Step 2: Converting VCF to BED and Finding the Closest Variants
The next step is to find the closest variants to our locations of interest. However, by default, bedtools closest
outputs the entire VCF entry, which might be more information than we need. To limit the output, we can convert the VCF file to a BED format on-the-fly and assign an additional feature, the marker name, as chr_bpLocation
(which is the convention we use for naming our markers). We can also add the -d
option to get the distance between the location of interest and the closest variant.
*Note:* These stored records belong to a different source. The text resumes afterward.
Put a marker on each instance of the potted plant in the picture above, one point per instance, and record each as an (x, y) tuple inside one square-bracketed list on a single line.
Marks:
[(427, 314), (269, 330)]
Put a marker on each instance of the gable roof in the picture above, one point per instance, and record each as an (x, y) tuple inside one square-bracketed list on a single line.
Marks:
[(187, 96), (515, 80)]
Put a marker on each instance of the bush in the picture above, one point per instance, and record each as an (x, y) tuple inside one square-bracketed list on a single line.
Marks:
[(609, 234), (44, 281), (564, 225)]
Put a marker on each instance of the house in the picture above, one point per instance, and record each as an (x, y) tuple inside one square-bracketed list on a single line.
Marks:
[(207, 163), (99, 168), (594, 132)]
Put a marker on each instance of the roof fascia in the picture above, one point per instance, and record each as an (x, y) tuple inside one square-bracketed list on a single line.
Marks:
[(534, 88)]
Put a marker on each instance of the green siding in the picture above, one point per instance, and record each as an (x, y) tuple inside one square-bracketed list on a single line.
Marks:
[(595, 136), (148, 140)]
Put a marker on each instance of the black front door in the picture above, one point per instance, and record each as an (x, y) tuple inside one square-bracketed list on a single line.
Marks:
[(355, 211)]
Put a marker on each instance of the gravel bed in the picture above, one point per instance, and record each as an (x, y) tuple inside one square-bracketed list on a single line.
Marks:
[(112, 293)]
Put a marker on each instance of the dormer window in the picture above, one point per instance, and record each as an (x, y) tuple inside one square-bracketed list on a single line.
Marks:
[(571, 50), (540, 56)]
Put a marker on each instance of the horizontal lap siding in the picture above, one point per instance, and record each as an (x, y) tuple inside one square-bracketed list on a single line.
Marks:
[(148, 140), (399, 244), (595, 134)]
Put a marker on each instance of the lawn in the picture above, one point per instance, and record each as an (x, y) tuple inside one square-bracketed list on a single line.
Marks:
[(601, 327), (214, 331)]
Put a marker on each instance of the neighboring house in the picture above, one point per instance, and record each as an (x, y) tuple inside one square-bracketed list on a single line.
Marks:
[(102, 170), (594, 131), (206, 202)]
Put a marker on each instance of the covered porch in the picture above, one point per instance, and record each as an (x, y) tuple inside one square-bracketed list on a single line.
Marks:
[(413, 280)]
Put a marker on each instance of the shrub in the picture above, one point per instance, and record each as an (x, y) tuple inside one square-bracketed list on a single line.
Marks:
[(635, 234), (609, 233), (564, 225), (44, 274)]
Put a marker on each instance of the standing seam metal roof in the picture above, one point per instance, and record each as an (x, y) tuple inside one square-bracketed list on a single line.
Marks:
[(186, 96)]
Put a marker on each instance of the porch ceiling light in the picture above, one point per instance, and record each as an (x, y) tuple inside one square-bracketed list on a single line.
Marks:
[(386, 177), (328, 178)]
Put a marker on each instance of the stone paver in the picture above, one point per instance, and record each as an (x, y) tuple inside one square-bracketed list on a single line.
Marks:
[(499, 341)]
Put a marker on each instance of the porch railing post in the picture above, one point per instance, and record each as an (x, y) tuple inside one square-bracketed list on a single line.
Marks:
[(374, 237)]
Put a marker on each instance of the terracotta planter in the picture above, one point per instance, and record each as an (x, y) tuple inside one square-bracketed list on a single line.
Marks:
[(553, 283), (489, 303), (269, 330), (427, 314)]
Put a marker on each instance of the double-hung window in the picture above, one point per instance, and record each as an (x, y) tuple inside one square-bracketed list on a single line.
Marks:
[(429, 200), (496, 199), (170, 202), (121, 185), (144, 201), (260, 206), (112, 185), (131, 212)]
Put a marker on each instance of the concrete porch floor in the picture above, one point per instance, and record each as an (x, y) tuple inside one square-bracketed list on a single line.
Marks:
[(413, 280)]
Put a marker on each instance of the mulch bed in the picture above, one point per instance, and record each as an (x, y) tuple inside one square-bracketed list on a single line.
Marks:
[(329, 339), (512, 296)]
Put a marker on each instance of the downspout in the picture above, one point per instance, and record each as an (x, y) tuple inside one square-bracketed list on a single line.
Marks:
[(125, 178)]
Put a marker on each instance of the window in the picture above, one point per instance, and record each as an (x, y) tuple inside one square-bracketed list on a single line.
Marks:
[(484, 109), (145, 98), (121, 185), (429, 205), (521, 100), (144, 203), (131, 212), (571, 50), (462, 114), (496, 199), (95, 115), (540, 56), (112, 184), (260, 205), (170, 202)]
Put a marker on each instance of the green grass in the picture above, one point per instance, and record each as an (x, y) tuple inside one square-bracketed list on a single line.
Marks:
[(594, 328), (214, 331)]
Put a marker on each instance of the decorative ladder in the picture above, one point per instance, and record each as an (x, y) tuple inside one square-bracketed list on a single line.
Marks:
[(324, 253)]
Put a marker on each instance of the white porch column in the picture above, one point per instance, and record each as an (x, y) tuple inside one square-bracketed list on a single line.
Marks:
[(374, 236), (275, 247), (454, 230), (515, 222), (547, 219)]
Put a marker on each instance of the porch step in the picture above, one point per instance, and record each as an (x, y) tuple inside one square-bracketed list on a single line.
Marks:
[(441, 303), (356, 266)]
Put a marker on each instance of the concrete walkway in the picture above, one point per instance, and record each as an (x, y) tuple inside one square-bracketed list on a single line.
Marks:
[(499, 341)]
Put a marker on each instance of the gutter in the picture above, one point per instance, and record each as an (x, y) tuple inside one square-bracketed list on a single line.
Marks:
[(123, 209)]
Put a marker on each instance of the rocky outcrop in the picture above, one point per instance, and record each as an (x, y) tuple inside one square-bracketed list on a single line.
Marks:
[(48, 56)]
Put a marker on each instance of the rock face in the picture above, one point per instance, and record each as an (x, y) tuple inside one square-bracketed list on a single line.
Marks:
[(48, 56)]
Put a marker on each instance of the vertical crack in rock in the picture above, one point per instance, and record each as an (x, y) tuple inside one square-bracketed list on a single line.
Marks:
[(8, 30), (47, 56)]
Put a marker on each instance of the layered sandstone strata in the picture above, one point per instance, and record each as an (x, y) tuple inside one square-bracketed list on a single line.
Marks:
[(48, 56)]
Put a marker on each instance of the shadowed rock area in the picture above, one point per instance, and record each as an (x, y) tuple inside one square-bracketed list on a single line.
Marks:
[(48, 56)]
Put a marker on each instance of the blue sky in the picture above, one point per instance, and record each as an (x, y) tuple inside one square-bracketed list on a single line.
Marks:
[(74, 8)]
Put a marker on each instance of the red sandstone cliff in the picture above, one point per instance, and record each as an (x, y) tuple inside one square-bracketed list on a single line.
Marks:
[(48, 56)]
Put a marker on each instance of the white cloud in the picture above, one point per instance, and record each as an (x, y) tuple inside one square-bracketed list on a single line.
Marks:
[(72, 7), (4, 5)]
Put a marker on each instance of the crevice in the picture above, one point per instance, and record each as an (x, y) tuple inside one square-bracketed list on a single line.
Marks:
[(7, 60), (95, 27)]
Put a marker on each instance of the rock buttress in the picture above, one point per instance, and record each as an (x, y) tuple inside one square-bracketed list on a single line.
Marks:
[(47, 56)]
Here is the command:
awk 'BEGIN {OFS="\t"} {if (!/^#/) {print $1,$2-1,$2,$4"/"$5,"+",$1"_"$2}}' sorted_FinalSetVariants_referenceGenome.vcf | bedtools closest -a locations_of_interest.bed -b stdin -d
This command uses awk
to read the VCF data, convert it to BED format, and write the result to the standard output. The pipe (|
) then feeds this output directly into bedtools closest
as the -b
file. The keyword stdin
is used to tell bedtools
to read from the standard input.
Conclusion
With these two steps, we can efficiently find the closest variants to a set of genomic locations of interest. This approach is flexible and can be adapted to different datasets and requirements.